Der Prager Schriftsteller selbst hat unter der gefürchteten Schreibhemmung gleichwohl jahrelang gelitten. So bezeugt es ein kurzer handschriftlicher Brief, der vom Auktionshaus Sotheby’s versteigert wird.
In diesem Brief an seinen Freund, den österreichischen Dichter Albert Ehrenstein, dem er seit dessen emphatischer Besprechung seines ersten Erzählungsbandes im „Berliner Tageblatt“ eng verbunden war, schrieb Kafka: „Ihnen gegenüber würde ich ganz gewiss nicht zögern, aber das ist die Wahrheit: seit 3 Jahren habe ich nichts geschrieben, was jetzt erschienen ist, sind alte Dinge, andere Arbeiten habe ich nicht, nicht einmal angefangene.“
Über Kafkas Schreibblockaden weiß man ein wenig aus seinen Tagebüchern. Der Brief, den Sotheby’s vom 27. Juni bis zum 11. Juli 2024 in einer britischen Online-Versteigerung anbietet und auf 70.000 bis 90.000 Pfund taxiert, öffnet eine andere Perspektive auf das Leiden des Literaten.

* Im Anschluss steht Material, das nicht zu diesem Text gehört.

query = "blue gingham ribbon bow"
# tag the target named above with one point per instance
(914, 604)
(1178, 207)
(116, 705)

„Wenn sich Sorgen bis zu einer gewissen Schichte der innern Existenz durchgebohrt haben, hört offenbar das Schreiben, das Klagen auf, mein Widerstand war auch nicht allzu stark“, schrieb Franz Kafka weiter, in der Hoffnung, sein Freund Ehrenstein bewahre sich seine „freundliche Stimmung“.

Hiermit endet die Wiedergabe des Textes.